À son arrivée, le curé était seul dans son cabinet d’étude, partagé entre une pipe d’excellent tabac turc et un roman français des plus captivants. Lorsque Anastasie entra, il se leva précipitamment, tout troublé à la vue de sa ravissante visiteuse, dont le pittoresque costume des Petits-Russiens rehaussait encore les charmes et l’incomparable beauté.

Le foulard bleu qui encadrait son visage aux traits classiques, sa bouche charmante, ses yeux noirs et languissants et les bandeaux de cheveux châtain clair qui ondoyaient le long de ses tempes, lui donnaient un faux air de madone, tandis que sa stature haute et majestueuse, ses bottes de maroquin jaune, sa jupe bariolée et descendant jusqu’à la cheville, son corsage de drap rouge, sa chemise ornée de broderies blanches, qui servait moins à voiler sa gorge qu’à en montrer les gracieux contours, et sa subkane flottante de drap bleu pâle, autour de laquelle courait une bordure de peau de mouton plus éclatante que la neige, lui prêtaient un cachet d’une étrange et sauvage originalité.

Trois rangs de gros coraux, entremêlés de sequins brillants entouraient son cou, et complétaient sa parure.
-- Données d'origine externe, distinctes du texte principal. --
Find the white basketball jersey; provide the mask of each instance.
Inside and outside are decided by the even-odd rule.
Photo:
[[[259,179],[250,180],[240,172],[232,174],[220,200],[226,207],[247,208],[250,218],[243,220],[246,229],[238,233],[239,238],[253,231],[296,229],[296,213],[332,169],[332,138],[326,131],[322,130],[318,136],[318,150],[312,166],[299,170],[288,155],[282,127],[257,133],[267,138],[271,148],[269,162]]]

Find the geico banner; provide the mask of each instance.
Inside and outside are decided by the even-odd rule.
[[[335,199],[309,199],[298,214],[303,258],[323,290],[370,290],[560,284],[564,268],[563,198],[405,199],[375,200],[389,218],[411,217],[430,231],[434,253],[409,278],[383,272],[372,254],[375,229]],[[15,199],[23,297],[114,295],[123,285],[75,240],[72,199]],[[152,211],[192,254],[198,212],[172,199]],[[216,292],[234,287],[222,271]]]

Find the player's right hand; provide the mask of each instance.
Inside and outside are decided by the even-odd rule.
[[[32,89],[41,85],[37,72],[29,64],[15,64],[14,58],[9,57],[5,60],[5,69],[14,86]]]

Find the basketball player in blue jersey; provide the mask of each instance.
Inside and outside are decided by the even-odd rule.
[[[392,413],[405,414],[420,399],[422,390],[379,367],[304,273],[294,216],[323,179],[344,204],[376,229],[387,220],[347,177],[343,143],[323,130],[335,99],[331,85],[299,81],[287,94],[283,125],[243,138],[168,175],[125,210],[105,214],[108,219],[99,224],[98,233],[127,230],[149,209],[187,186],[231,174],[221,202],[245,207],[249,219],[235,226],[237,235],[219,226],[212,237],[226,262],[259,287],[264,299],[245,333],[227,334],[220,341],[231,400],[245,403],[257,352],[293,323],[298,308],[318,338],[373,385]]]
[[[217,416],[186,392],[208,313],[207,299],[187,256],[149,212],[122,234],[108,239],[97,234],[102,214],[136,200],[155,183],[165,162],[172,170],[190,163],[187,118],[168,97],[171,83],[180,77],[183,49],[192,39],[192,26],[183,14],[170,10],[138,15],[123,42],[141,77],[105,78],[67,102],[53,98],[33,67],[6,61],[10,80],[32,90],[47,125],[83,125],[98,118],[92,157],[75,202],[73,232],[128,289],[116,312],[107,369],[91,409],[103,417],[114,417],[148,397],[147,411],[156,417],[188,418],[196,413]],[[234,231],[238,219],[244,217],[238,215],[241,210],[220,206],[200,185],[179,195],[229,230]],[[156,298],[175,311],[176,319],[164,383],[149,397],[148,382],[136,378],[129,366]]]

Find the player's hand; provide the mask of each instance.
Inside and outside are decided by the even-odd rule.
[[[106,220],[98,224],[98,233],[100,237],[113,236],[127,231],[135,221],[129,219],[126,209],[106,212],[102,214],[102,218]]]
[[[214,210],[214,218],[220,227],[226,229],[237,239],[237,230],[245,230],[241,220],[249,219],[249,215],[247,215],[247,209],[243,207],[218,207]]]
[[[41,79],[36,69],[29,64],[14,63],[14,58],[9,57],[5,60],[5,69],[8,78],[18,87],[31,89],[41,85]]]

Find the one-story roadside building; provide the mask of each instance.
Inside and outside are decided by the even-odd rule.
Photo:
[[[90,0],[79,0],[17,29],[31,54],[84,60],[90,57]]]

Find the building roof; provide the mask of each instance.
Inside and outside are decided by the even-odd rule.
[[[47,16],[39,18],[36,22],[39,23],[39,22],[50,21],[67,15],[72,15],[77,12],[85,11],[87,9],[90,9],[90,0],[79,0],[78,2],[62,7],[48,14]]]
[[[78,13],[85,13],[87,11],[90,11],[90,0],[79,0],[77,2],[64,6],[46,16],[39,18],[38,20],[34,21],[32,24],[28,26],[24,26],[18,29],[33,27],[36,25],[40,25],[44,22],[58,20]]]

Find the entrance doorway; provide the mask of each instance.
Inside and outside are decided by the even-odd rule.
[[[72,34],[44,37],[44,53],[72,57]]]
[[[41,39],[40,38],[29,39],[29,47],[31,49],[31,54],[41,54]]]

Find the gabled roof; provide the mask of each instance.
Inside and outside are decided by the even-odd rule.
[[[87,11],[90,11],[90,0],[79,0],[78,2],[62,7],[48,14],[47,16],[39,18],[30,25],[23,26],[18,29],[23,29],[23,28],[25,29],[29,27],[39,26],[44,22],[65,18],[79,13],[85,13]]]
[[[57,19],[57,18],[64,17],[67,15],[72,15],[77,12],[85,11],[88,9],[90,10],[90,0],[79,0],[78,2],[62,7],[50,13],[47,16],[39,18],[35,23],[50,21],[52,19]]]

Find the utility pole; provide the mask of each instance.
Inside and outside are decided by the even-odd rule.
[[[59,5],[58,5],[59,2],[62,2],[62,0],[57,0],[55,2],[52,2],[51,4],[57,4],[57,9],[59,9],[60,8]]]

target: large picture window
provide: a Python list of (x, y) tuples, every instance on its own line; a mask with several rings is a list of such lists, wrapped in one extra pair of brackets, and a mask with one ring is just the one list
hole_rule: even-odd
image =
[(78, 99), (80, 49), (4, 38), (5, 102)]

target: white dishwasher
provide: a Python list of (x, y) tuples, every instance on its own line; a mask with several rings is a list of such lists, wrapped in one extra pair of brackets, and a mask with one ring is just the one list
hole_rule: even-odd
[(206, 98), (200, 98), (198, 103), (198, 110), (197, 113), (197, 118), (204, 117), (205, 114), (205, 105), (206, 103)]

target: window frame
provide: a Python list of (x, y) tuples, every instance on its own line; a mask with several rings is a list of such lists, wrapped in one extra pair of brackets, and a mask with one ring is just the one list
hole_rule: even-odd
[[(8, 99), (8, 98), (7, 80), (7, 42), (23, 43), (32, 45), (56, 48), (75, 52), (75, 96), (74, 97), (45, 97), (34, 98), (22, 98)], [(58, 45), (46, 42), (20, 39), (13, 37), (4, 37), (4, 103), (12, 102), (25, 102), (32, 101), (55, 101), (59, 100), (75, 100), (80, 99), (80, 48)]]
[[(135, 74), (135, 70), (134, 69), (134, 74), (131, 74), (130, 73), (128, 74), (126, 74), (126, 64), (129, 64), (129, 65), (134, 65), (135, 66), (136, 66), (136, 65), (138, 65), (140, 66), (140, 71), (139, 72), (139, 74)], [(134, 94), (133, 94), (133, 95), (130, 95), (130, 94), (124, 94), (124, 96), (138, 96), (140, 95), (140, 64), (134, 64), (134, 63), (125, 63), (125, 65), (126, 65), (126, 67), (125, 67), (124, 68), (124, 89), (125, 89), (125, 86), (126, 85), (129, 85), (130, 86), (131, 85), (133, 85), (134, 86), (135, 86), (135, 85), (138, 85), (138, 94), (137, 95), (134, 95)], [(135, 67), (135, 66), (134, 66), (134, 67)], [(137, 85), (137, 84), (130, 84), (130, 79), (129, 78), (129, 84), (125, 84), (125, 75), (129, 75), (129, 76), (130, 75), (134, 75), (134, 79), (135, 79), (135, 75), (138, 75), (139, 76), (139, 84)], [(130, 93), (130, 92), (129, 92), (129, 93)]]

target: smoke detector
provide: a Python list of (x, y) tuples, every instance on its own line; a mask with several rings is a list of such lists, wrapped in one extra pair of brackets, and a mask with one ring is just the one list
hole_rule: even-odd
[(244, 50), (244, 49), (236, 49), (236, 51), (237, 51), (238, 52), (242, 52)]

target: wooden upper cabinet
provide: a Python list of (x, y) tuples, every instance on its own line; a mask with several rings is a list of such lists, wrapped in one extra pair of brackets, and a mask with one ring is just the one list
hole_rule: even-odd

Anastasie se tenait à la porte, confuse, arrêtant avec modestie ses grands yeux doux sur le parquet.

Le curé, rentré en possession de son sang-froid, s’avança à sa rencontre, et s’informa de sa santé avec une extrême bienveillance.

Anastasie, conformément aux coutumes des paysans galiciens, s’essuya, bien qu’elle ne pleurât pas, les yeux avec son mouchoir et confia au bon pasteur le sujet de sa peine.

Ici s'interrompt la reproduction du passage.